2 Kay Symons remembers an important publishing lesson she learnt at the first WiP training course on book finance

 

 

Transcript:

I think they had the first training session in 1981.  There was something called the PPITB, which I think was the Publishing and Printing Industry Training Board, which I think had folded and had some money that it needed to be spent.  I think that’s what facilitated it, it meant that we could afford to hire a space and advertise it and probably pay at least expenses to some speakers so we could run a course.

And finance, I think, was one of those areas that we felt that a lot of women had little confidence in and would not have necessarily encountered in their way into their publishing careers, but was really important to understand if you were going to make progress in a publishing career.

And we had Paula Kahn, we had Rosemary Davidson, who was I think managing director of the Schools Division at Cambridge University Press, and then I think we had Jill Norman, who had just set up her own cookery imprint. We had Harriet Spicer who was production director of Virago.  And we decided to limit the numbers to about 20 or 25, I think, and a lot of the Women in Publishing committee actually came along.  And I remember in the audience we had, now Dame, Gail Rebuck as one of the trainees in the audience and Jane Gregory was there as well and quite a number of others.

And again, one of my real publishing lessons I remember learning from that session, because we were put into groups and we were shown how to cost a book and then we were told to price a book.

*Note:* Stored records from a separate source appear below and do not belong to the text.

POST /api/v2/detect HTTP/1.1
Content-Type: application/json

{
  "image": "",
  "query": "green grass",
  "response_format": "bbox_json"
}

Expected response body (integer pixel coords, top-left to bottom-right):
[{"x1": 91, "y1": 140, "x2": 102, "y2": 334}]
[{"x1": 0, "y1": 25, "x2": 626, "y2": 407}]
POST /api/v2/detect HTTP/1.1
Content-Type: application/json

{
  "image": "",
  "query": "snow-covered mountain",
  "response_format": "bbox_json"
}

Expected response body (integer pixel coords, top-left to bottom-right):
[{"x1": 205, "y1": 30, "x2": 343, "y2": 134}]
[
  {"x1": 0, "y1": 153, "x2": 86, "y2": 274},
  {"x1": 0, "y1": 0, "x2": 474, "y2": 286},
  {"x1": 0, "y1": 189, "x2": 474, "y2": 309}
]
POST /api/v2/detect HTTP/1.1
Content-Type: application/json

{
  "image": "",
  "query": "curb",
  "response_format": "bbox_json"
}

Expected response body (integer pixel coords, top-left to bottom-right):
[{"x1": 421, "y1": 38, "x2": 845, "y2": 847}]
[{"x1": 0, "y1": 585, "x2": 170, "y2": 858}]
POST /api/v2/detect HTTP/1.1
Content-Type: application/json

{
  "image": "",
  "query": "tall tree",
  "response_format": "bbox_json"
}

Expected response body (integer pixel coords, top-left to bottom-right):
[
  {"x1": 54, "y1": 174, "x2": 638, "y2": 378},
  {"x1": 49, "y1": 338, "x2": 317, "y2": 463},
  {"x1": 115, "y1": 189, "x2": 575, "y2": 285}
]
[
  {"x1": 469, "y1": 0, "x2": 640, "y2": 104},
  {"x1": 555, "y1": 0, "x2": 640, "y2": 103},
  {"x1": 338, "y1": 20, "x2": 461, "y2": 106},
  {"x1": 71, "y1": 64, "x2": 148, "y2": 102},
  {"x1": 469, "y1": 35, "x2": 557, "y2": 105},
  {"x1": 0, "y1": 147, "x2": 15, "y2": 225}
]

The example we had was an encyclopaedia of dentistry for vets or something, so it was a big reference book.  And in the group I was in we did it in a sort of normal way.  We worked out how much it was going to cost us to make it, and we worked out the margin we needed and that was our price.  And it was, well let’s say it was 25 quid.  And then we went round the groups afterwards, and the group that had Gail and Jane Gregory in it said 250 quid.  What!  And they said, ‘Well, they really badly need this book.  Vets get paid a lot, their companies would probably buy it, it’s the only thing available, they’re going to need it all the time – 250 quid.’

And I still think of that because I now teach publishers about strategy and about competitive pricing and so on, and I say, you’ve just got to think about the value that the book means to the customer and not the cost.  And sometimes I tell them that story.  And of course it’s brilliant that those women were in that group, and particularly Gail having gone on to be a massive commercial success. And yes, it was all there, way back when.